NEW YORK – Harvard announced Wednesday (Thursday, Manila time) it will limit how many top marks professors can give undergraduate students, moving to fight grade inflation at one of America’s most storied universities.
Grade inflation is a problem across American higher education, amid worries that an A, meant to reward outstanding work, loses meaning if most students get one as a matter of course.
With this kind of inflation, A grades say less to employers and graduate school admissions officers as indicators that a student is an appealing prospect.

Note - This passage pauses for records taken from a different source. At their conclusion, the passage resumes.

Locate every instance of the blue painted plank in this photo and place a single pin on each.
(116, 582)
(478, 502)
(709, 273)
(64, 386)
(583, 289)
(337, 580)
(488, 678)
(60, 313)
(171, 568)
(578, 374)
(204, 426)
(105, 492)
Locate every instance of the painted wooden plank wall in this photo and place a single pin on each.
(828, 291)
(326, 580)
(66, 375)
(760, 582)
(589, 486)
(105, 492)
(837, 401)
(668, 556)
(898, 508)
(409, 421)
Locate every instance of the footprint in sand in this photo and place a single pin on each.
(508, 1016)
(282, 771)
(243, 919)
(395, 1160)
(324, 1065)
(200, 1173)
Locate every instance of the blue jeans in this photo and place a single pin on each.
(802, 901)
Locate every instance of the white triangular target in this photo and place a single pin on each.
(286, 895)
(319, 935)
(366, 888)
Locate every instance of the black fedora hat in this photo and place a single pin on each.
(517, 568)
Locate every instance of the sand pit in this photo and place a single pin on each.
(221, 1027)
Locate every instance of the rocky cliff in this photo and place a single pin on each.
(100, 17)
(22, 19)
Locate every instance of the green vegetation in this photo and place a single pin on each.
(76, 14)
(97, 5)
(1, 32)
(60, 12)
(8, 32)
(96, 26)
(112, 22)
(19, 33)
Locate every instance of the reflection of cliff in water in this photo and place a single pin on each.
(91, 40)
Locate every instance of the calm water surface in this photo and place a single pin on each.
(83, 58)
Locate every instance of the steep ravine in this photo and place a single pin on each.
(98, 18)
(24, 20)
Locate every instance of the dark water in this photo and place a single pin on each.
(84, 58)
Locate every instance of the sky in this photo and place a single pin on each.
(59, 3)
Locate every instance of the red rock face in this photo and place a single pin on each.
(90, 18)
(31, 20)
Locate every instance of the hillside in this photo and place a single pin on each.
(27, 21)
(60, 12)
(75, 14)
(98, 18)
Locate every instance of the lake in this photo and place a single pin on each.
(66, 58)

The new grading system — voted on by professors in recent days and announced Wednesday — works like this: in a given course a teacher can award an A to no more than 20 percent of the students, with an allowance for up to four extra A’s.
There is no limit to scores of A minus or lower in the new system, which is scheduled to take effect in the academic year starting in the autumn of 2027, Harvard said.
Faculty members voted 458 to 201 to use the new grading scheme.
In the 2024-2025 academic year about two thirds of the grades handed out to undergraduates at Harvard were A’s, according to the student handbook.
This new system will bring that ratio down to 2010 levels, when a third of grades were A’s, the Harvard Gazette student newspaper reported.
Faculty members released a statement welcoming the change.
“This matters for our students above all. A Harvard A grade will now tell them, as well as employers and graduate schools, something real about what a student has achieved,” the statement said.
But students do not like the idea, with 85 percent saying they oppose the new system in a poll carried out in February, according to the newspaper.
“This is a consequential vote,” said Amanda Claybaugh, the dean of undergraduate education.